Unser Kunstmeister findet danach zum ersten Mal Erwähnung in der Arbeit De subtilitate des Hieronymus Cardanus, Paris 1550. Cardanus handelt S.267f. von Räderuhren ohne Gewichte, und nach der Besprechung von schwingungsdämpfenden Vorrichtungen für einen Reisewagen des Kaisers kommt er auf unseren Janellus zu sprechen: Ianellus Turrianus Cremonensis, cuius etiam supra meminimus, horum inventor est, Giovanni Torriani (Ianellus Turrianus) aus Cremona, von dem schon weiter oben die Rede war (dessen wir schon weiter oben gedachten), ist deren Erfinder.

Von Janellus - bleiben wir bei Gerhard Mercators Zitat - ist auch in Las Antiguedades de las ciudades de España, die Altertümer der Städte Spaniens, von Ambrosio de Morales, Alcalá 1575, S.91ff., die Rede.

Vgl. HOMMEL.

Nach dem Tode Karls V. ist Janellus nach Toledo gezogen, hat dort u.a. das gleich zu erwähnende Wasserhebewerk gebaut. Die Toledaner haben ihrem großen Kunst-Meister schon zu Lebzeiten ein Denkmal in der Gestalt einer Marmorbüste von Alonso Berruguete (1480-1561)  gesetzt. Janellus scheint 1583 oder 1585 als Mittsechziger in Madrid gestorben zu sein.
Jacopo Nizzola da Trezzo hat - offenbar nach 1558, da Janellus sein Wasserhebewerk in Toledo gebaut hatte - eine Medaille mit dem Bildnis des Kunstmeisters geschaffen. Die Umschrift gleicht der Inschrift der Büste des Berruguete. (Ein Exemplar der Medaille befindet sich in der Privatsammlung Bassermann-Jordan.)



die äußere Erscheinung
Nachdem Ambrosio de Morales das große Wasserhebewerk des Janellus in Toledo besprochen hat, kommt er auf die große Uhr des Kaisers mit dem Planetarium zu sprechen, zu der "Juanelo" - wie er von den Spanier genannt wurde - zwanzig Jahre Vorarbeit benötigt hätte. Nach eigenem Bekunden habe Janellus drei und einhalb Jahre zur Ausführung benötigt, aber dennoch scheint sie beim Tode Kaiser Karls V. (21. September 1558) noch nicht fertig gewesen zu sein. Morales berichtet weiter, daß das (?zylindrische) Gehäuse einen Durchmesser von zwei Fuß besessen habe und  etwas weniger als zwei Fuß hoch gewesen sei; ein Turm mit Schlagglocken und Wecker habe das ganze überragt. 

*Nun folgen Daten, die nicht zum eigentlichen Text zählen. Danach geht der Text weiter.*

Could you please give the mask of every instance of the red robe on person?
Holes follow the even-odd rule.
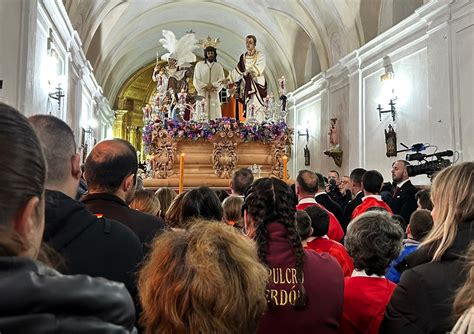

Leider ist von unseren Doppelglobus nicht die Rede, wohl aber davon, daß z.B. die Darstellung der Mondstunden besondere technische Schwierigkeiten gemacht habe. Die Durchbrüche im Gehäuse hätten da und dort Einblicke auf das Räderwerk gestattet, das aus - ?inzwischen - 1800 [!] Zahnrädern insgesamt bestanden haben soll - eine erstaunliche Zahl, die Morales zu der ihn verblüffenden Rechnung veranlaßt: dann habe Janellus ja Tag für Tag drei Zahnräder auf der von ihm selbst erfundenen Radschneidemaschine schneiden müssen - die zahlreichen (spanischen) Feiertage einmal abgerechnet.



einzufügen
Während Walter Ghim in der VITA davon spricht, daß Gerhard Mercator zwei Globen anzufertigen gehabt habe: einen hölzernen Erd- und einen kristallenen Himmelsglobus, glaubt Peter H.Meurer in seiner Abhandlung Ein Mercator-Brief an Philipp Melanchton über seine Globuslieferung an Kaiser Karl V. im Jahre 1554, Der Globusfreund Nr.45/46 (Februar 1998), 187-196, dartun zu können, Gerhard Mercator habe "nur einen kleinen handgezeichneten Globus von etwa 10 cm Durchmesser angefertigt" (190). 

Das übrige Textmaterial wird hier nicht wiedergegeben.